Le fait est que deux mois durant la Révolution fait du beau. On incendie la guillotine. La peine de mort ? Abolie. Et l’on s’attaque sans tarder à la mère de tous les maux, de tous les vices : la misère. On ne peut en un tour de main la changer en fée du logis, mais pour le moins on l’adoucit. On installe des étalages de fruits, de légumes, de pains distribués à prix coûtant. On réduit le temps de travail de dix-sept à dix heures par jour, et défense est faite aux patrons d’employer des enfants de nuit. Désormais les hommes et les femmes sont égaux en droits et devoirs. Même ouvrage, même salaire.

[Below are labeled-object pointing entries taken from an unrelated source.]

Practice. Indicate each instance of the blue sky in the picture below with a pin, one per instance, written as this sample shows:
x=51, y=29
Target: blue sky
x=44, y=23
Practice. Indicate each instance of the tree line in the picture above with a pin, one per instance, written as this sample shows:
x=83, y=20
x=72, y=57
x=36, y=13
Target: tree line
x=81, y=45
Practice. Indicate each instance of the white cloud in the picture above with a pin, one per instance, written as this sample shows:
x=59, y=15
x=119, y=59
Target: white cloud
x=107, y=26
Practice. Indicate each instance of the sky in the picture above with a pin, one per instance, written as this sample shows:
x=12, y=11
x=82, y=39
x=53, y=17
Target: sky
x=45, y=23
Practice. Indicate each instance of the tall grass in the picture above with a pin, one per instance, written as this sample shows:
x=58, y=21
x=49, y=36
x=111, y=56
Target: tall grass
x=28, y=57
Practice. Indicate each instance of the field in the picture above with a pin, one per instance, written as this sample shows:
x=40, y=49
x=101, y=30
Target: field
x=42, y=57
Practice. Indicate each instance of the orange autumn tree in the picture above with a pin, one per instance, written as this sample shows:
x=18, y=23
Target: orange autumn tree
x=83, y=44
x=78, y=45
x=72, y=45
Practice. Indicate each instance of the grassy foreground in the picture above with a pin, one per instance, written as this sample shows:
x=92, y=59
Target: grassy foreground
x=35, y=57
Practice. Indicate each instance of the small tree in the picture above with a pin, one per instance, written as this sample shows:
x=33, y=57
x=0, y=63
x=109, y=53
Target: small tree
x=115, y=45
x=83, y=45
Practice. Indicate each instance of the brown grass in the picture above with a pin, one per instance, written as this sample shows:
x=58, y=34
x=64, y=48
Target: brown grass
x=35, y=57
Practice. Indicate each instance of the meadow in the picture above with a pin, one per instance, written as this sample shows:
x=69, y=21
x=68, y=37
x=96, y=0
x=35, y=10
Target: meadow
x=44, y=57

Aux miséreux est allouée une indemnité de survie. Les logements inhabités sont réservés aux sans-abri. On pensionne les orphelins, les veuves, les blessés de guerre. On attribue les ateliers et les fabriques abandonnés par leurs patrons enfuis à Versailles ou ailleurs aux coopératives ouvrières. L’école est laïque, gratuite et ouverte à tous les enfants, quelle que soit leur condition. Dans les hôpitaux plus de messes, plus de nonnes, mais des infirmières. L’Église et le nouvel État vivent leur vie chacun chez soi.

Et les artistes, et les savants qui ont grand besoin de paix pour mener à bien leurs travaux, leurs œuvres, leurs explorations, comment traversent-ils ce printemps communal ? Ils travaillent, ils sont libres, on les écoute, on prend soin d’eux, on les estime nécessaires à la grandeur des temps futurs. Tous les soirs des concerts partout font salle comble. Les musées ? Grands ouverts et visite gratuite. Quant au jardin des Tuileries, autrefois domaine impérial, il est offert aux orphéons, aux promenades populaires et aux amoureux printaniers. À la commission fédérale consacrée à l’enseignement siègent Courbet, Jules Vallès, Jean-Baptiste Clément aussi, le poète a la plaie ouverte dont on chante encore aujourd’hui Le temps des cerises « Que chacun, disent-ils, se livre à son génie sans entrave d’aucune sorte. Paris doit devenir le paradis des arts ». On s’enivre, on s’enthousiasme avec cette étrange innocence qu’on ne connaît qu’aux enfants et aux inventeurs d’avenir.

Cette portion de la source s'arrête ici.